Technical Optimisation for Articles

Success in Top Stories is about more than just writing great headlines. The HTML with which you deliver your articles to search engines is a large part of the equation too.

Apr 13, 2021

If you’ve been reading my newsletters so far, you won’t have escaped the fact that getting your news content crawled and indexed quickly by Google is crucial to SEO success.

In most cases, the initial window of Top Stories visibility is less than 48 hours, and Google has a strong preference for ‘first publishers’ when it comes to showing news articles on breaking stories and latest developments. Hence the importance of rapid Google indexing of newly published articles.

In this newsletter, I’ll be discussing some ways you can enable effortless indexing of your content and remove potential stumbling blocks for Google’s indexing systems.

There are many different aspects that come into play, and here I’ll focus purely on the articles themselves - specifically, the article’s HTML source code.

Multitier Indexing

The fact that Google has a multi-layered indexing system has not been a secret for a while now.

Several years ago Google openly admitted to using at least two stages of indexing. The first stage is when Google parses the raw HTML of the page, and then there’s a second rendering stage where the page is loaded in a headless Chrome browser and relevant client-side code is executed.

This is how Google visualises the process:

Googlebot takes a URL from the crawl queue,
crawls it, then passes it into the processing stage. The processing stage extracts links that
go back on the crawl queue and queues the page for rendering. The page goes from the render
queue to the renderer which passes the rendered HTML back to processing which indexes the content
and extracts links to put them into the crawl queue.

The rendering aspect of indexing is not instantaneous. From Google’s documentation on JavaScript & SEO (emphasis added):

“Googlebot queues all pages for rendering, unless a robots meta tag or header tells Googlebot not to index the page. The page may stay on this queue for a few seconds, but it can take longer than that. Once Googlebot's resources allow, a headless Chromium renders the page and executes the JavaScript.”

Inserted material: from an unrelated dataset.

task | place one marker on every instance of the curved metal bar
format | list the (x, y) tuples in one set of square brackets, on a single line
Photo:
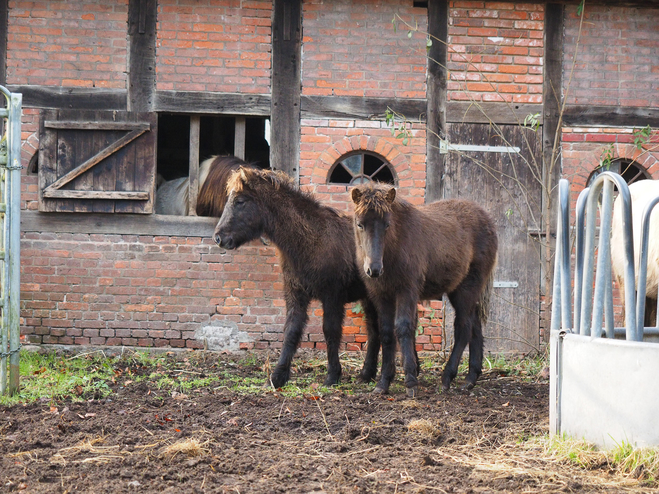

This, plus the additional statement that Google “also uses the rendered HTML to index the page” has led many developers to assume that relying on client-side JavaScript is perfectly fine for SEO.

Unfortunately, this is most definitely not the case.

While the intricacies of JavaScript and SEO are beyond the remit of this newsletter, let’s suffice to say that using client-side JS to load page content is an exceptionally bad idea. Even Google admit that using server-side rendering is preferable:

“Keep in mind that server-side or pre-rendering is still a great idea because it makes your website faster for users and crawlers, and not all bots can run JavaScript.”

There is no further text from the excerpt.